Cognitive dissonance is the painful tension we feel when our beliefs or actions conflict with one another. It is stronger when the beliefs are important to us, when the contradiction is clearer, and when we have a harder time resolving it.
There are three basic ways one can reduce the cognitive dissonance of engaging in some behavior that seems contrary to our beliefs:
1. Change the behavior.
2. Change the belief.
3. Find a way to reconcile the two.
So, let's consider a person who believes it is important to give money to charities, but has just passed by a charity volunteer without giving anything.
Option 1 would be to reaffirm their belief in donating to charities, and vow that the next time a charity asks them, they're going to give money.
Option 2 would be to change their belief about donating to charities, and decide that maybe it's not so important to give to charities after all.
Option 3, which I think is the most likely in this case, would be to find some way of reconciling the action with the belief: Maybe there's something about this charity that is unappealing, and they'd rather donate somewhere else.
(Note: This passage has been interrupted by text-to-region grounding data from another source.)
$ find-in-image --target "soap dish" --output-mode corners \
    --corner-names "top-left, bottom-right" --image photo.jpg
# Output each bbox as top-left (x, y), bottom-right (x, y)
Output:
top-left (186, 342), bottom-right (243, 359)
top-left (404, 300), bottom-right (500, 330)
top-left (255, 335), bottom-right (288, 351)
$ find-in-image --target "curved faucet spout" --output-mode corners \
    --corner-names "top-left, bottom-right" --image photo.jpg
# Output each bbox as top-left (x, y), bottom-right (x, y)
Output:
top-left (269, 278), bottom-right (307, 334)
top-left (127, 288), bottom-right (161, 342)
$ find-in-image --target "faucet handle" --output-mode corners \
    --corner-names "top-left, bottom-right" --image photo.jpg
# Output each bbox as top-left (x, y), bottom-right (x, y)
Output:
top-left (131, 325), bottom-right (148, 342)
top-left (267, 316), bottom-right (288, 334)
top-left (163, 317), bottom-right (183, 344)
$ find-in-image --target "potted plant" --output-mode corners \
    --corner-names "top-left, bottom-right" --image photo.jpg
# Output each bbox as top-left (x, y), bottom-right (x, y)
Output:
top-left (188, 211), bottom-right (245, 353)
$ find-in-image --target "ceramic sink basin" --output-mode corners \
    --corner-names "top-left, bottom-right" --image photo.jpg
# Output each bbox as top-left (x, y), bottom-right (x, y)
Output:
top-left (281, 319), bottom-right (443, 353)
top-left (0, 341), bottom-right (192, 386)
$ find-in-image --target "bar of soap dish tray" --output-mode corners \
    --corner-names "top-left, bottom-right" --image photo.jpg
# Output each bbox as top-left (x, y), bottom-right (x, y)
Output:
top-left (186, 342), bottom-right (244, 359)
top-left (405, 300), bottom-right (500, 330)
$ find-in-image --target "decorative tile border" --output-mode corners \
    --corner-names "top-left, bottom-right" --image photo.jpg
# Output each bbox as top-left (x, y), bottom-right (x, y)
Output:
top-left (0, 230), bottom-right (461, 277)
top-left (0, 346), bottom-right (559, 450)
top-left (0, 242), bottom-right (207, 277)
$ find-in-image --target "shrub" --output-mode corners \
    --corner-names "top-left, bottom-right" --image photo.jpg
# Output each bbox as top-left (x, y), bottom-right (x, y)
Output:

Maybe they're really broke right now, and will donate once they have more money. Maybe they don't have time to stop and donate today, but could some other day.
These justifications could be legitimate, or they could just be excuses; either way they will tend to reduce the cognitive dissonance, though the more convincing the justification is the more likely it is to be effective. People also seem to vary in their willingness to accept excuses and rationalizations, both from themselves and from others.